“In all of creation, identity is a challenge only for humans. A tulip knows exactly what it is. It is never tempted by false ways of being. nor does it face complicated decisions in the process of becoming. So it is with dogs, rocks, trees, stars, amoebas, electrons and all other things. All give glory to God by being exactly what they are.” -David Benner “The GIft of Being Yourself”.
A lot of people think of therapy as a process of “finding themselves.” As if they were lost, like the loose change in the couch cushions or the missing puzzle pieces that your kid may or may not have dropped down the air vent.
The process is actually far more simple (though it’s rarely easy). It’s more of an undoing or an unearthing, finding who you were made to be before the world got its hands on you and you started over complicating things.
I do believe we’re complicated creatures. But in western culture we tend to think that understanding those complications is all that’s needed. We start think that information can really bring us to a place where we “know” ourselves. But having information about ourselves, about God, about how we relate to others, it doesn’t help us “know” about those things any more than information about love tells us what it’s like to be in love. So if it’s so simple, how do we get in our own way? In this three part blog I want to address three common ways, with a few concrete ways to combat them.
- We don’t accept experiential, physical or emotional knowing as real knowing.
The reasons we don’t accept this as a culture would be a fun discussion I’d love to have another time. But the result is I consistently hear beliefs like:
- Emotions and gut feelings are a weakness to be eradicated, not a piece of our whole selves to be cultivated so we can make wholehearted, wise decisions.
- Not naming or expressing emotions is the same as not having them. I can make them magically disappear. I hear people say “I’m not a feelings person”. I don’t even know what that means. Like “I’m not a food person.” Or “I just don’t do sleep, like that’s not my thing.” So what I hear isn’t that you’re not a feelings person, it’s that you’re not a feelings aware person, which is kind of terrifying for you and certainly the people around you and a complete mine field for any people that you might be leading. It’s like telling your loved ones and those you’re leading that you’re taking them to a gorgeous island…..with just a few random unmapped and unstudied volcanoes. And hoping it ends well.
If you couldn’t tell I think that’s garbage. Based on my theology, based on my research and based on my lived experience with clients, this doesn’t make sense. If we affirm that our bodies are good, and we believe in the reality of the incarnation, we have to start being willing to encounter God through our physical senses, and allow for emotions and reactions of our body, our literal gut instincts, to be taken into account when we learn to know ourselves and what deeply connects us to God and others and ourselves.
Obviously I would be a little bit hypocritical if I just sat here and gave you information about experiential knowing rather than trying to create and actual experience for you, so let’s do a quick guided visualization….
Sit or lay down.
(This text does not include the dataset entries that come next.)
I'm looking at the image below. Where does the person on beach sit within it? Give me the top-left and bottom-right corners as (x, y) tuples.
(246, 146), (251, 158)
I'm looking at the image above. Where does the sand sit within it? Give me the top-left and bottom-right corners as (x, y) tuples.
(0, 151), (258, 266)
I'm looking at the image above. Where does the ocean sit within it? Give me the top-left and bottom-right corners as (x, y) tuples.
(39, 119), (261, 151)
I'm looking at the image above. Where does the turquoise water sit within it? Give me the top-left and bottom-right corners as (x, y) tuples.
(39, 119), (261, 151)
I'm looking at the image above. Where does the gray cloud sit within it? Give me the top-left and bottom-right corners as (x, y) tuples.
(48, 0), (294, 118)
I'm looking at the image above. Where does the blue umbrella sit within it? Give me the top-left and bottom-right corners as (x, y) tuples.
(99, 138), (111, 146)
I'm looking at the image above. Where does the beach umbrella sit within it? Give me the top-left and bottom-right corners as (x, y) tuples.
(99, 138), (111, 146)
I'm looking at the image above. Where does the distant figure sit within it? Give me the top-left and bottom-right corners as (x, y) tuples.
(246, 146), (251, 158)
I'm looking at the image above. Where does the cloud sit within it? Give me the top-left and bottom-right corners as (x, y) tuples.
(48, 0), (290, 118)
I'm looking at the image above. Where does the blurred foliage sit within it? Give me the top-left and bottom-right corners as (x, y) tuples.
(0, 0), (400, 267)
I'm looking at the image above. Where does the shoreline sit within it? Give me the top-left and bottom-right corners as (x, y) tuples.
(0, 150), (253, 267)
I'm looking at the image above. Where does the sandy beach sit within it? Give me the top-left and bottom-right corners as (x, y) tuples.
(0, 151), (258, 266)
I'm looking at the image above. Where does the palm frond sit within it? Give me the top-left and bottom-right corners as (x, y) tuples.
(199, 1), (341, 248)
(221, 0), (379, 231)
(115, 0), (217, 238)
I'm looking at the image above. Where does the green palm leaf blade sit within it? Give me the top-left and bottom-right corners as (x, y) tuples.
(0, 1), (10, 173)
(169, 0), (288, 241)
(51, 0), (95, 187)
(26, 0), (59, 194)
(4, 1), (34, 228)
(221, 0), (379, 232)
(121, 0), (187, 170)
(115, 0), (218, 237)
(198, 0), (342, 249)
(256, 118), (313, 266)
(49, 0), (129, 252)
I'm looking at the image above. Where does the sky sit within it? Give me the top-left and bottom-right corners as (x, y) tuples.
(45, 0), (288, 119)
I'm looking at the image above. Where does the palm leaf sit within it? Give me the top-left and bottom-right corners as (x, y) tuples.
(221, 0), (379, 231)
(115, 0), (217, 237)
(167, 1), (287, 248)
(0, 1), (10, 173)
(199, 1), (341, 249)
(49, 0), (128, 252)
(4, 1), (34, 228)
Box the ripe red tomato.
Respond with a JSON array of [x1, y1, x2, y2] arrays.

Close your eyes. Bring to mind one of your “peak” moments. For some people these are moments of conversion or conviction, epiphany, confirmation of identity, comfort in suffering. There are a lot of “peak” moments, but they are moments that we remember as distinct snapshots that defined or altered our future or the way we saw ourselves. Take this snapshot and start to dig into details. Where were you? Do you remember any smells or sounds? What clothes were you wearing and can you imagine how they felt on your body? How the ground felt under your feet or the seat underneath you? Physically put yourself back there. While you sit in that place, ask yourself “what is something I know to be true about myself in this moment? About God? About the world?” They are usually simple truths, and limited in number. Sometimes there is just one big truth that is the takeaway.
When people hit crisis, generally all of the “information” that they have feels useless, but these experiences stick. So when people circle back to these experiences and visualize them, the miraculous moments in their lives, the peak moments, the moments of freedom or peace or alignment, and they remember what they knew to be true about themselves, about God, about the world, in those moments….That’s something they can believe and hold onto because they experienced it. It was transformational knowing, not just knowledge.
So here’s a few concrete tips to practice experiential knowing:
- Journal about peak moments, what do you know to be true about yourself, about others, about the world, about God
- Notice emotional and physical responses in your day to day life. When your stomach drops or your chest tightens. When you cry or feel explosive anger for (seemingly) no reason or start to feel frantic in a conversation or a relationship. Don’t work too hard to interpret them (this is what therapy is for), but start taking inventory of them and noting them as valid information
- Notice the moments you feel free, peaceful, aligned, expansive, joyful. Take inventory of those too, and it can never hurt to structure your life to move towards the people, places and activities that make you feel that way.